Selon le président, cette réforme a pour objectif d’ajuster la Loi fondamentale afin de répondre aux « exigences de transparence, de responsabilité et de justice sociale » qui portent le programme politique issu du scrutin de 2024.
Le chef de l’État a souligné que cette révision ne saurait être menée en solitaire. Elle devra, a-t-il insisté, se déployer « dans la concertation la plus large », en associant les forces politiques, la société civile et les citoyennes et les citoyens, afin de renforcer la légitimité des institutions et la confiance démocratique.
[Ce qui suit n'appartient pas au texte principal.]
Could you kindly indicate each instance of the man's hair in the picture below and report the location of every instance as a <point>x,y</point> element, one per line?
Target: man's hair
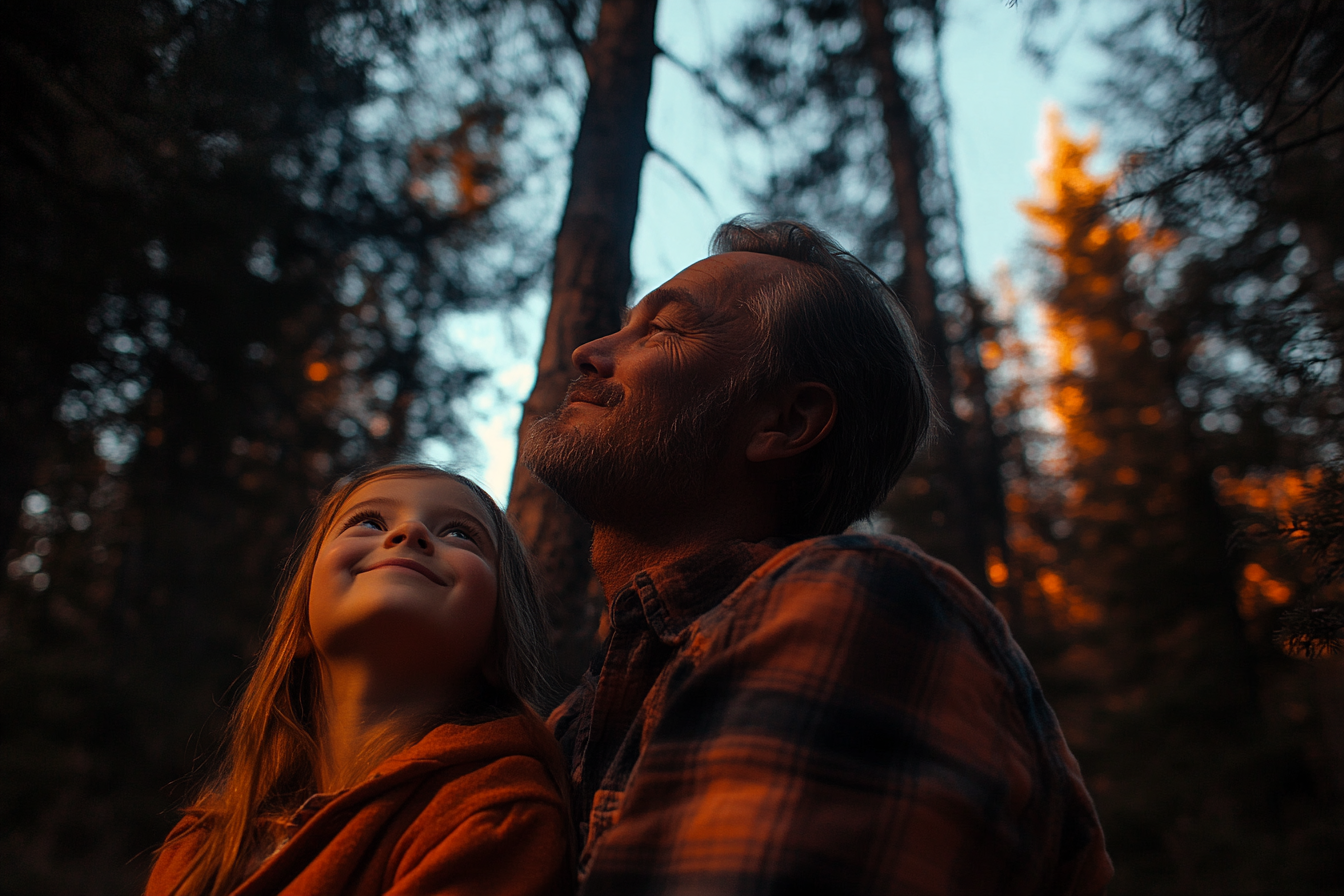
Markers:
<point>832,320</point>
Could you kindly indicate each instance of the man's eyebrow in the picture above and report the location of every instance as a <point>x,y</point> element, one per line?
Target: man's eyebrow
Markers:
<point>661,297</point>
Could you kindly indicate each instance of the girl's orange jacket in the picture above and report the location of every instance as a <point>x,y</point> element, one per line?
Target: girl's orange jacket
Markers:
<point>469,810</point>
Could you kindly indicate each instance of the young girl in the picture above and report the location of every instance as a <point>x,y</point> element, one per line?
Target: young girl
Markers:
<point>385,743</point>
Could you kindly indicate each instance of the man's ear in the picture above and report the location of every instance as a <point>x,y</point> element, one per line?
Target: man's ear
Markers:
<point>793,421</point>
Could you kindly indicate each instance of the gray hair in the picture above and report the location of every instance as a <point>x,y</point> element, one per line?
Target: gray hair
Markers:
<point>832,320</point>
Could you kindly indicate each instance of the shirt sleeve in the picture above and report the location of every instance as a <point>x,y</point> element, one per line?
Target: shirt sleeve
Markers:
<point>174,859</point>
<point>866,727</point>
<point>516,849</point>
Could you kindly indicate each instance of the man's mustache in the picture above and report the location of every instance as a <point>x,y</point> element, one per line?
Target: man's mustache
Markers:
<point>594,391</point>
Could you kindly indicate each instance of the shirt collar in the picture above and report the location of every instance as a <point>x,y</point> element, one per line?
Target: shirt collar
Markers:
<point>678,594</point>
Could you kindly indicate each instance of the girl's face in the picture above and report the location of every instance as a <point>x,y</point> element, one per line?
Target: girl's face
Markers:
<point>406,580</point>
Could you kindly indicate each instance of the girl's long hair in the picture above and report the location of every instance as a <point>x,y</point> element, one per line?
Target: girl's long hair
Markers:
<point>272,758</point>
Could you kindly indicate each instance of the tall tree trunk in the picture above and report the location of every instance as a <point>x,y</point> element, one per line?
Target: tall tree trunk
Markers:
<point>906,159</point>
<point>588,294</point>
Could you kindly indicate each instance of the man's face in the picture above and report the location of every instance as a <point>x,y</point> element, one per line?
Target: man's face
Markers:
<point>649,418</point>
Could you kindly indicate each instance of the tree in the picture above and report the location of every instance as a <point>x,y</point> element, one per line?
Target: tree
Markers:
<point>1121,547</point>
<point>590,288</point>
<point>1238,114</point>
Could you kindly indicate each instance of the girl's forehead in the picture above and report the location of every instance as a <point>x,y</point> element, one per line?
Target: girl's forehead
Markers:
<point>425,493</point>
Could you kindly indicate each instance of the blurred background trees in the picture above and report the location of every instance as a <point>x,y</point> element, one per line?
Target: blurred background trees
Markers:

Bassirou Diomaye Faye a également mis en exergue la nécessité de rééquilibrer les pouvoirs, dans le respect de l’État de droit, afin d’assurer des institutions « plus fortes, plus crédibles et au service exclusif de l’intérêt général ». Pour lui, la Constitution doit rester un instrument vivant, capable d’accompagner les mutations économiques, sociales et politiques du pays.
Cette annonce s’inscrit dans une dynamique plus large de rupture avec les pratiques du passé, le Chef de l’État estimant que la réforme constitutionnelle constitue une étape essentielle pour « bâtir une gouvernance vertueuse et durable ».